Guardi Justin con la coda dell’occhio.
«Credo di sì», fissi il computer su cui stavi controllando alcuni documenti per la Kinnetik. «Ho scoperto che esaminare dei noiosissimi file per l’azienda può causare sonnolenza.»
Lui ridacchia sommessamente, poi inclina la testa per poterti osservare meglio.
«Hai fatto un brutto sogno? Sembri stravolto.»
«Non ho niente, splendore», lo rassicuri, sporgendoti verso di lui per baciarlo sulla bocca. «Va tutto bene.»
Justin ti tiene stretto a sé ancora per un po’. Le sue braccia sono forti e sicure intorno alle tue spalle e il suo respiro tiepido ti solletica piacevolmente la pelle del collo. Chiudi gli occhi, beandoti del tepore del suo corpo contro la tua schiena. Un tepore a cui non rinunceresti per nulla al mondo.
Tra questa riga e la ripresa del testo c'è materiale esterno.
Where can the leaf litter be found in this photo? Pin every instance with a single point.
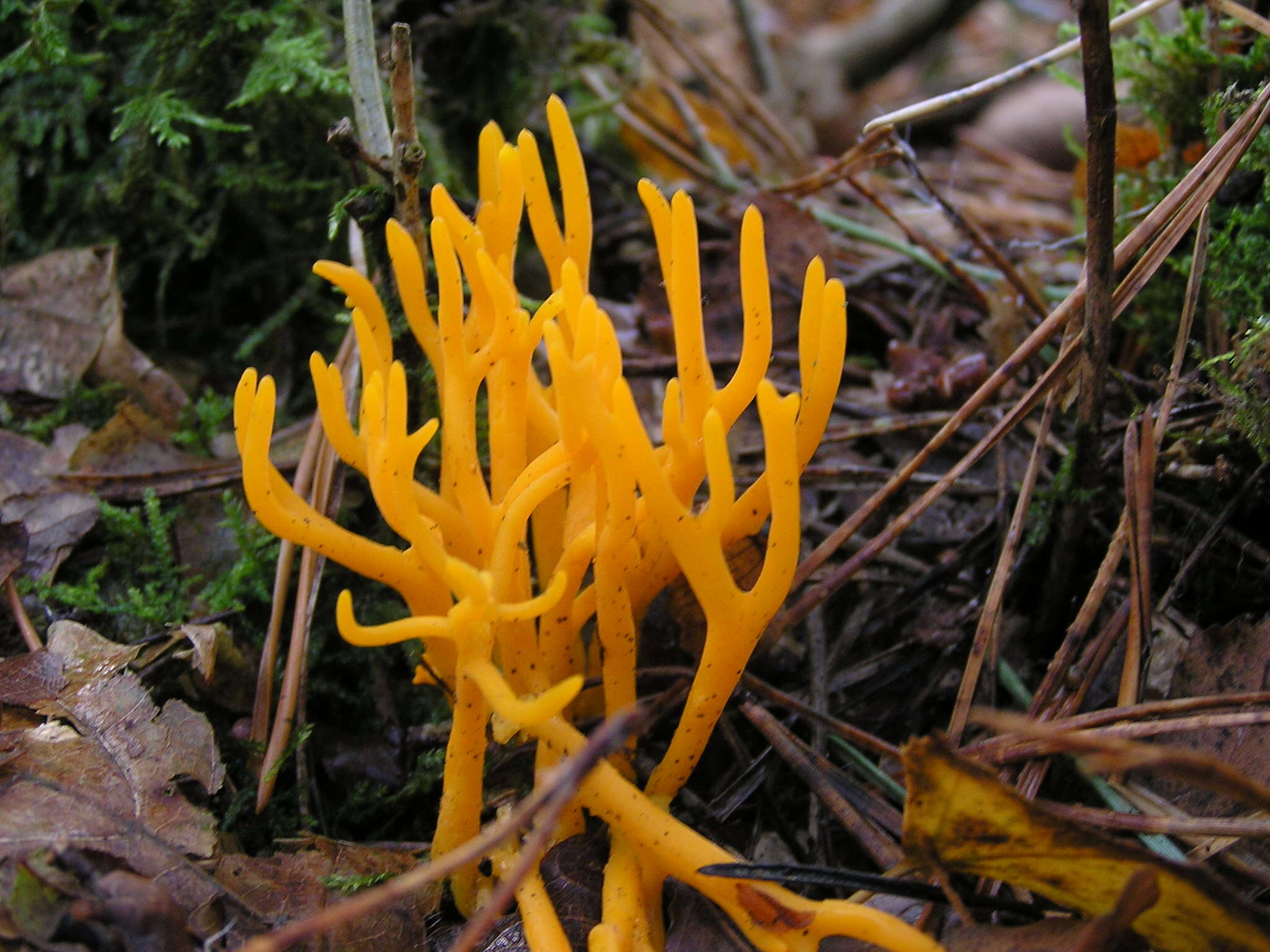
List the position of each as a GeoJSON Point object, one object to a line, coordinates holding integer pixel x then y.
{"type": "Point", "coordinates": [91, 765]}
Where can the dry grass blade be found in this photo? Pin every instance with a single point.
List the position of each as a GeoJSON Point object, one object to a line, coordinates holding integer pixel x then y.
{"type": "Point", "coordinates": [863, 155]}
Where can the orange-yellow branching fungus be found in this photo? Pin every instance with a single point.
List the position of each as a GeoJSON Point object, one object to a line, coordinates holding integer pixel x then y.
{"type": "Point", "coordinates": [579, 516]}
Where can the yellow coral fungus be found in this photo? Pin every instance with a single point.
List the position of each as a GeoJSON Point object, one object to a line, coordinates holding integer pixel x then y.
{"type": "Point", "coordinates": [579, 516]}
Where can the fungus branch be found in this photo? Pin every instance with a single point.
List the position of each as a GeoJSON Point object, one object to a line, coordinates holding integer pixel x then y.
{"type": "Point", "coordinates": [493, 568]}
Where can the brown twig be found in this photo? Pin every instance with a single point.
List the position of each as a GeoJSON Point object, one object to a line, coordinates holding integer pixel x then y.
{"type": "Point", "coordinates": [1000, 81]}
{"type": "Point", "coordinates": [545, 801]}
{"type": "Point", "coordinates": [408, 152]}
{"type": "Point", "coordinates": [1100, 121]}
{"type": "Point", "coordinates": [990, 620]}
{"type": "Point", "coordinates": [1214, 530]}
{"type": "Point", "coordinates": [1163, 226]}
{"type": "Point", "coordinates": [19, 616]}
{"type": "Point", "coordinates": [345, 141]}
{"type": "Point", "coordinates": [1166, 826]}
{"type": "Point", "coordinates": [883, 851]}
{"type": "Point", "coordinates": [1140, 480]}
{"type": "Point", "coordinates": [1104, 754]}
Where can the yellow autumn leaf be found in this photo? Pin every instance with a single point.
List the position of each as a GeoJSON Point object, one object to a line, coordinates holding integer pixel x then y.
{"type": "Point", "coordinates": [959, 818]}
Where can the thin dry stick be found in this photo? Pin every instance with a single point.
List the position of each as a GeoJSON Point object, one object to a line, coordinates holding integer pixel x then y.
{"type": "Point", "coordinates": [883, 851]}
{"type": "Point", "coordinates": [1242, 14]}
{"type": "Point", "coordinates": [752, 116]}
{"type": "Point", "coordinates": [977, 235]}
{"type": "Point", "coordinates": [1029, 749]}
{"type": "Point", "coordinates": [922, 240]}
{"type": "Point", "coordinates": [1140, 479]}
{"type": "Point", "coordinates": [1210, 536]}
{"type": "Point", "coordinates": [1105, 754]}
{"type": "Point", "coordinates": [985, 749]}
{"type": "Point", "coordinates": [407, 150]}
{"type": "Point", "coordinates": [706, 149]}
{"type": "Point", "coordinates": [1014, 74]}
{"type": "Point", "coordinates": [633, 117]}
{"type": "Point", "coordinates": [19, 616]}
{"type": "Point", "coordinates": [1082, 673]}
{"type": "Point", "coordinates": [1168, 826]}
{"type": "Point", "coordinates": [860, 156]}
{"type": "Point", "coordinates": [544, 800]}
{"type": "Point", "coordinates": [1166, 223]}
{"type": "Point", "coordinates": [301, 624]}
{"type": "Point", "coordinates": [1194, 282]}
{"type": "Point", "coordinates": [1078, 628]}
{"type": "Point", "coordinates": [1100, 121]}
{"type": "Point", "coordinates": [363, 76]}
{"type": "Point", "coordinates": [262, 707]}
{"type": "Point", "coordinates": [858, 736]}
{"type": "Point", "coordinates": [990, 620]}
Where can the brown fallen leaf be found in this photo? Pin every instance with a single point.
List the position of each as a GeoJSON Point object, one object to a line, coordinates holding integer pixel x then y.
{"type": "Point", "coordinates": [1104, 933]}
{"type": "Point", "coordinates": [959, 818]}
{"type": "Point", "coordinates": [133, 443]}
{"type": "Point", "coordinates": [61, 318]}
{"type": "Point", "coordinates": [14, 542]}
{"type": "Point", "coordinates": [32, 679]}
{"type": "Point", "coordinates": [1222, 659]}
{"type": "Point", "coordinates": [143, 915]}
{"type": "Point", "coordinates": [109, 783]}
{"type": "Point", "coordinates": [54, 517]}
{"type": "Point", "coordinates": [293, 886]}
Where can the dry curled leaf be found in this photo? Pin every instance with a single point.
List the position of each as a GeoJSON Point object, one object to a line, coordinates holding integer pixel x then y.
{"type": "Point", "coordinates": [61, 316]}
{"type": "Point", "coordinates": [959, 818]}
{"type": "Point", "coordinates": [298, 885]}
{"type": "Point", "coordinates": [54, 517]}
{"type": "Point", "coordinates": [104, 775]}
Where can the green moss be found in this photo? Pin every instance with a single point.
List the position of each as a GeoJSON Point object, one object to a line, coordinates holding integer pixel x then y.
{"type": "Point", "coordinates": [91, 407]}
{"type": "Point", "coordinates": [190, 134]}
{"type": "Point", "coordinates": [1240, 382]}
{"type": "Point", "coordinates": [1171, 76]}
{"type": "Point", "coordinates": [136, 586]}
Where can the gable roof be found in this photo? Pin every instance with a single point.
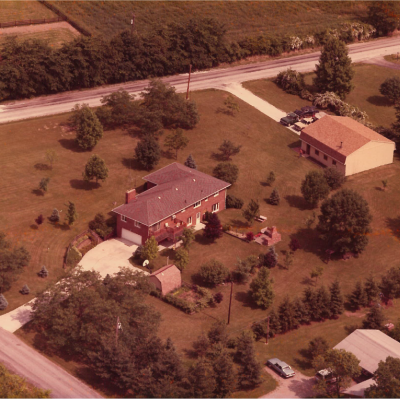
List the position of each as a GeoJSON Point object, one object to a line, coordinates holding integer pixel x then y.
{"type": "Point", "coordinates": [339, 137]}
{"type": "Point", "coordinates": [370, 346]}
{"type": "Point", "coordinates": [177, 187]}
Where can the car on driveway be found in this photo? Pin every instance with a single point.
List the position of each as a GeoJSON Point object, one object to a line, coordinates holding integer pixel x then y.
{"type": "Point", "coordinates": [280, 367]}
{"type": "Point", "coordinates": [290, 119]}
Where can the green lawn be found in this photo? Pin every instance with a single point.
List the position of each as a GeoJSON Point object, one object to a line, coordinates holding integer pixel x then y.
{"type": "Point", "coordinates": [366, 95]}
{"type": "Point", "coordinates": [266, 146]}
{"type": "Point", "coordinates": [55, 37]}
{"type": "Point", "coordinates": [15, 10]}
{"type": "Point", "coordinates": [241, 17]}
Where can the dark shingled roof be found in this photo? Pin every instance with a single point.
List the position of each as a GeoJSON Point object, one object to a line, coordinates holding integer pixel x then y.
{"type": "Point", "coordinates": [329, 132]}
{"type": "Point", "coordinates": [178, 187]}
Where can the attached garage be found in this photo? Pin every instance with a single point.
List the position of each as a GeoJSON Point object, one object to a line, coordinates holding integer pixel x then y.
{"type": "Point", "coordinates": [132, 237]}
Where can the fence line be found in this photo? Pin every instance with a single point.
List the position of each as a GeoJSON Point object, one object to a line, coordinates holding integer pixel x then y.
{"type": "Point", "coordinates": [31, 22]}
{"type": "Point", "coordinates": [78, 27]}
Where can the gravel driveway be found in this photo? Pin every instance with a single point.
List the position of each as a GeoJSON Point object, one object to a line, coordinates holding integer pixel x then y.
{"type": "Point", "coordinates": [108, 256]}
{"type": "Point", "coordinates": [298, 387]}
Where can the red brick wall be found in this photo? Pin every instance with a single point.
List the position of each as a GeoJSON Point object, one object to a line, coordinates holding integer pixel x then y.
{"type": "Point", "coordinates": [183, 216]}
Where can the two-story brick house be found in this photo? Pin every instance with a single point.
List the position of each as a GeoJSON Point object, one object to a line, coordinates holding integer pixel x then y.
{"type": "Point", "coordinates": [176, 197]}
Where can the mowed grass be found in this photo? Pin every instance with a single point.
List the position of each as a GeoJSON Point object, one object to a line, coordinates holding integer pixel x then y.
{"type": "Point", "coordinates": [16, 10]}
{"type": "Point", "coordinates": [266, 146]}
{"type": "Point", "coordinates": [367, 81]}
{"type": "Point", "coordinates": [54, 37]}
{"type": "Point", "coordinates": [241, 17]}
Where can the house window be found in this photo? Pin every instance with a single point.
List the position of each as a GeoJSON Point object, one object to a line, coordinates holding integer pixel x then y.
{"type": "Point", "coordinates": [215, 207]}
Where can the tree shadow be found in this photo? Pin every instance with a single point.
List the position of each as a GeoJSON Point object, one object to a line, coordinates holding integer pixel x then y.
{"type": "Point", "coordinates": [81, 184]}
{"type": "Point", "coordinates": [297, 201]}
{"type": "Point", "coordinates": [70, 144]}
{"type": "Point", "coordinates": [42, 167]}
{"type": "Point", "coordinates": [38, 192]}
{"type": "Point", "coordinates": [394, 225]}
{"type": "Point", "coordinates": [380, 101]}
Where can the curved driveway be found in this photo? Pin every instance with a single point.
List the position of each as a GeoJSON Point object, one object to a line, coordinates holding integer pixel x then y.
{"type": "Point", "coordinates": [214, 78]}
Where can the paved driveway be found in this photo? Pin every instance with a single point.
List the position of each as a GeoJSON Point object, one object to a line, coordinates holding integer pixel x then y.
{"type": "Point", "coordinates": [108, 256]}
{"type": "Point", "coordinates": [298, 387]}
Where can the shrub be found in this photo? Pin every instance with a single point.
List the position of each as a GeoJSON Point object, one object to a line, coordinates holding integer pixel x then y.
{"type": "Point", "coordinates": [233, 202]}
{"type": "Point", "coordinates": [213, 273]}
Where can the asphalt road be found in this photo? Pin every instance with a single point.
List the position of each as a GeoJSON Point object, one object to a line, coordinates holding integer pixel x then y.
{"type": "Point", "coordinates": [38, 370]}
{"type": "Point", "coordinates": [214, 78]}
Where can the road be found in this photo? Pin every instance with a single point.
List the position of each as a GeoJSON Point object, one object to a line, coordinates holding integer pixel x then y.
{"type": "Point", "coordinates": [21, 359]}
{"type": "Point", "coordinates": [214, 78]}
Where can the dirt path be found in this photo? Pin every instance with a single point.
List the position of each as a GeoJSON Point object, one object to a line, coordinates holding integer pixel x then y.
{"type": "Point", "coordinates": [298, 387]}
{"type": "Point", "coordinates": [16, 30]}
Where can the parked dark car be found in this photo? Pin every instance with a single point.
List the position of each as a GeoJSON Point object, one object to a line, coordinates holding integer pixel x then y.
{"type": "Point", "coordinates": [290, 119]}
{"type": "Point", "coordinates": [281, 367]}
Ed è in quel preciso momento che decidi di fare la cosa giusta, che decidi di affrontare la paura del cancro ed il pericolo dell’intervento con coraggio e temerarietà. Perché non vuoi perdere Justin, perché, per lui, vale la pena lottare e continuare a vivere.
«Andiamo a letto?», la sua voce interrompe il filo dei tuoi pensieri. «È tardi.»
Annuisci piano e Justin posa un bacio sulla tua guancia, prima di sciogliere l’abbraccio e dirigersi verso la zona notte del loft. Spegni il computer e, stiracchiandoti la schiena, ti alzi. Lo raggiungi qualche minuto più tardi, trovandolo già addormentato tra le pieghe delle tue lenzuola blu, ormai vinto dal sonno. Gli circondi la vita con un braccio, stringendolo piano a te, e lo guardi dormire. Poi, stanco, appoggi la fronte contro la sua nuca, continuando a tenerlo stretto al tuo petto. Lui non sa che sei malato e mai lo saprà, perché non permetterai al cancro di fotterti. Sospirando, chiudi gli occhi, con la certezza che sopravvivrai all’operazione e sconfiggerai quel male terribile. Un sorriso nostalgico, quasi malinconico, ti piega le labbra. No, non morirai. Non ancora. Dopotutto, l’ha detto James Dean.